A fuzzy system comprises of a group of linguistic statements based on expert knowledge. This knowledge is usually in the form of if-then rules. A case or an object can be distinguished by applying a set of fuzzy logic rules based on the attributes’ linguistic value [11].
4. Naïve Bayes: It can be easily considered the upgraded version of the Bayes Theorem due to the fact that it assumes independence of attributes [12].There are many cases where we know the statistical dependencies or the causal relationships between system variables. However, it might be
difficult to precisely express the probabilistic relationships among these variables. In other words, the prior knowledge about the system is simply that some variable might
Influence others. To exploit this structural relationship or casual dependencies between the random variables of a problem, one can use a probabilistic graph model called Naïve Bayesian Networks (NB). The model provides an answer to questions like ‘‘What is the probability that it is a certain type of attack, given some observed system events?” by using conditional probability formula. The structure of a NB is typically represented by a directed acyclic graph (DAG), where each node represents one of system variables and each link encodes the influence of one node upon another (Pearl, 1988). Thus, if there is a link from node A to node B, A directly influences B.
V. CLUSTERING TECHNIQUES
Clustering basically means that we have to make the group (clusters) from our data so that we can easily find our required data or we can say that it is a classification of similar objects into different groups and the partitioning of dataset into subsets or clusters so that data in each subset share some common trait. It is usually applied in the statistical data analysis which can be made use of in many fields, for instance, machine learning, data mining, pattern recognition, image analysis and bioinformatics (Yusufovna, 2008).

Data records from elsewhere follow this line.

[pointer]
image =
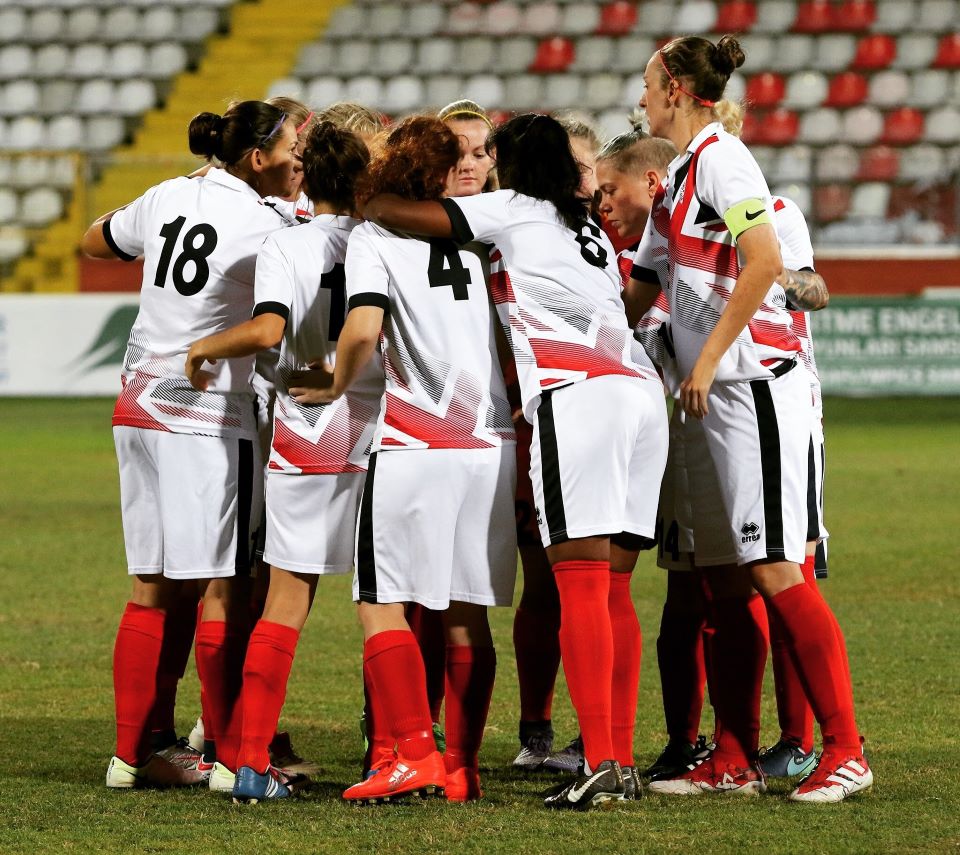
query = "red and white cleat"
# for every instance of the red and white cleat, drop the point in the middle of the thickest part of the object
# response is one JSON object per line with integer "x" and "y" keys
{"x": 834, "y": 778}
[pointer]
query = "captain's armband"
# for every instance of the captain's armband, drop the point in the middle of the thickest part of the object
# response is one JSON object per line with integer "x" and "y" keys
{"x": 745, "y": 215}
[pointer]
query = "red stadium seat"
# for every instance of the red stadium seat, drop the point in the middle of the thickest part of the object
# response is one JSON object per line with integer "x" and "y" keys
{"x": 553, "y": 55}
{"x": 814, "y": 16}
{"x": 875, "y": 51}
{"x": 880, "y": 163}
{"x": 736, "y": 16}
{"x": 779, "y": 127}
{"x": 765, "y": 90}
{"x": 831, "y": 202}
{"x": 948, "y": 52}
{"x": 854, "y": 16}
{"x": 903, "y": 126}
{"x": 847, "y": 90}
{"x": 617, "y": 18}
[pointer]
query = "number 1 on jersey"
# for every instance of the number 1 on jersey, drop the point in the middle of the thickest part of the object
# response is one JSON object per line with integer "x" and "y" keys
{"x": 445, "y": 268}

Clustering is useful in intrusion detection as malicious activity should cluster together, separating itself from non- malicious activity. Frank (1994) divides clustering techniques into the following areas: hierarchical, statistical, exemplar, distance and conceptual clustering, each of which has their own different ways of obtaining of cluster membership and representation. Clustering is an effective way to find hidden patterns in data that humans might otherwise miss. Clustering provides some significant advantages. It is advantageous over the classification techniques as it does not require any use of labeled dataset for training.
Generally the pattern clustering activity involves the following steps:-
(i) Representation of the pattern
(ii) Definition of a pattern proximity
(iii) Clustering
VI CONCLUSION
Data mining is the modern technique for network intrusion detection. Ready-made data mining algorithms are available.
.large amount of data can be handled with the data mining technology. It is still in developing state, it can become more effective as it is growing rapidly. Our main task is to get the more correct rate of intrusion detection, to reduce the rate of false negatives. As the data mining is still is developing state so more study and research is to be done.